Un an après Cancún et à quelques jours de Durban : Plus 4 ° C.

A la veille de la prochaine Conférence des Nations-Unies sur le climat (COP-17) qui se tiendra du 28 novembre au 9 décembre 2011 à Durban (Afrique du Sud), l’association Alter-Echos www.alter-echos.org poursuit son travail d’information sur les enjeux climatiques.voici la traduction d’un article de Pablo Solon, ancien négociateur en chef sur le changement climatique et Ambassadeur aux Nations-Unies de la Bolivie

 

Cela fait presque un an que les résultats des négociations sur le climat à Cancún ont été imposés malgré les objections de la Bolivie.
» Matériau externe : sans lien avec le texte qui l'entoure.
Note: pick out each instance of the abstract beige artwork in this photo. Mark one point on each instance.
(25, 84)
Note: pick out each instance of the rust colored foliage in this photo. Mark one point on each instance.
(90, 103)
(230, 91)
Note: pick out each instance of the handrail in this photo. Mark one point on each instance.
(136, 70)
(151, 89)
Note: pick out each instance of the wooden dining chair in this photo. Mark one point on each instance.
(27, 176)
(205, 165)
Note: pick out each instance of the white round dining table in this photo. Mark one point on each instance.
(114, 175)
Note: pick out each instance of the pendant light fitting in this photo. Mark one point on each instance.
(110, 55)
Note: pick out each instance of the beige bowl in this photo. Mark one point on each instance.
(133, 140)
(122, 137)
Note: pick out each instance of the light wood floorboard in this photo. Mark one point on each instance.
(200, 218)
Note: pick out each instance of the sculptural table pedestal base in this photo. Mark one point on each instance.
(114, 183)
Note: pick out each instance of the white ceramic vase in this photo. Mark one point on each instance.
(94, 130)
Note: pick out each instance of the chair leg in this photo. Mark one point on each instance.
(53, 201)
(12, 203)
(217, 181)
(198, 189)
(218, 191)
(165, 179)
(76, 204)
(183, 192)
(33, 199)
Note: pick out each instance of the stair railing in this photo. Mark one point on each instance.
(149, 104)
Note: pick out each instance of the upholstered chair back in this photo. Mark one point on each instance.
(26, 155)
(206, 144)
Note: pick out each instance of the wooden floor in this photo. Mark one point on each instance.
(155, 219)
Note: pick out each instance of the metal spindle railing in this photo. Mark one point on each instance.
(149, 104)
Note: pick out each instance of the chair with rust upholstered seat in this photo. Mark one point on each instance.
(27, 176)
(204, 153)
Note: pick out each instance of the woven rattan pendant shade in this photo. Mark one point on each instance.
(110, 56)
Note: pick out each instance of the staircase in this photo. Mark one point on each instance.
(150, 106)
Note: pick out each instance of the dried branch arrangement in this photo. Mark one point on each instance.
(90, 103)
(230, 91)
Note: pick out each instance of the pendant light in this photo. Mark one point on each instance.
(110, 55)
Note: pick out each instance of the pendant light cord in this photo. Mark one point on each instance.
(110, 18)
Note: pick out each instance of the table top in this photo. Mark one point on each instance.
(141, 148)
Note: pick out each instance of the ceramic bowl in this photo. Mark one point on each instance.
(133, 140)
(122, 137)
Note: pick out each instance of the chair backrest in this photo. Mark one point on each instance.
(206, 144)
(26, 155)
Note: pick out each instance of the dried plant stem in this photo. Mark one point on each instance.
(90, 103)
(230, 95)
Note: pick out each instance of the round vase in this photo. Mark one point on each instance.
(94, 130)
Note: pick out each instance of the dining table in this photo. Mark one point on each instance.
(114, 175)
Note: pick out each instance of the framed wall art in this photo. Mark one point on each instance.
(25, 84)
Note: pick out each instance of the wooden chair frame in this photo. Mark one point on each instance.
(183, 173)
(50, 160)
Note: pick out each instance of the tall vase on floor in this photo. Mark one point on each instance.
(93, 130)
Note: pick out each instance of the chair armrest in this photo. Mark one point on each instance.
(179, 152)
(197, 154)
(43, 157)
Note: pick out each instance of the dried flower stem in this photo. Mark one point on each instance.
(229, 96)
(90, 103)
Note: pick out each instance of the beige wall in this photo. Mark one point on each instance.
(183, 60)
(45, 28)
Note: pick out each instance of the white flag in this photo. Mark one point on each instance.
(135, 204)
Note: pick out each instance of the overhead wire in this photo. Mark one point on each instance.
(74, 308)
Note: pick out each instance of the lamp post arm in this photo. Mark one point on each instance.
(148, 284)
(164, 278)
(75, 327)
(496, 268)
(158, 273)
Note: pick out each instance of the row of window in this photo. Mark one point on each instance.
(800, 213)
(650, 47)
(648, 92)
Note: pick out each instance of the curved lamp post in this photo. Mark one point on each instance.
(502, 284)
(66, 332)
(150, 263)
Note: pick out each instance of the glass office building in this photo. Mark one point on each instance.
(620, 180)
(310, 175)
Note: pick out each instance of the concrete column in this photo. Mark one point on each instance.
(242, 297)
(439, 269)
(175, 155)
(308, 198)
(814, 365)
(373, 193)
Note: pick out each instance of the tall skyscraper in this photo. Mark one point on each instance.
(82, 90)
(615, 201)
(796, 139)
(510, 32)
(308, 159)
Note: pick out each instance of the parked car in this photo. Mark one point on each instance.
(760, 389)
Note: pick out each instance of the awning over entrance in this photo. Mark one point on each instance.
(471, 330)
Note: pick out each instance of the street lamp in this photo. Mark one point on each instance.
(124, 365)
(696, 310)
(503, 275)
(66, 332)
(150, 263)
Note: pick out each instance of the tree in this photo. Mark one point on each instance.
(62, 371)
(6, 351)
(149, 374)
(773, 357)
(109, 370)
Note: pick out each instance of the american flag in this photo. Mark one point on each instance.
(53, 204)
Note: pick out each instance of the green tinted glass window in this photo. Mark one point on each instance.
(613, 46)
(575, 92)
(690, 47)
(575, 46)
Il est temps de faire le point et de voir où nous en sommes.

A Cancún, les pays développés ont fait la liste de leurs engagements de réduction d’émissions de gaz à effets de serre pour la période 2012-2020. Les États-Unis et Canada ont annoncé qu’ils réduiraient leurs émissions de 3 % par rapport à 1990. L’Union européenne entre 20 % et 30 %. Le Japon 25 %. La Russie entre 15 % et 25 %1. En ajoutant toutes les promesses de réduction des pays développés à l’horizon 2020, on obtient 13 % à 17 % de réductions d’émissions2 par rapport à 1990.

Les engagements actuels conduisent à une augmentation de 4°C Traduit de l’espagnol par Maxime Combes dans le cadre du projet Echo des Alternatives (www.alter-echos.org) Selon le Programme des Nations Unies pour l’environnement, l’Institut d’Environnement de Stockholm et le propre secrétariat exécutif de la Convention sur le changement climatique, ces engagements de réduction d’émissions conduisent à une augmentation de la température globale d’environ 4°C, ou plus3. C’est deux fois plus que le but qu’ils ont pourtant établis à Cancún qui est de limiter la hausse des températures à 2°C.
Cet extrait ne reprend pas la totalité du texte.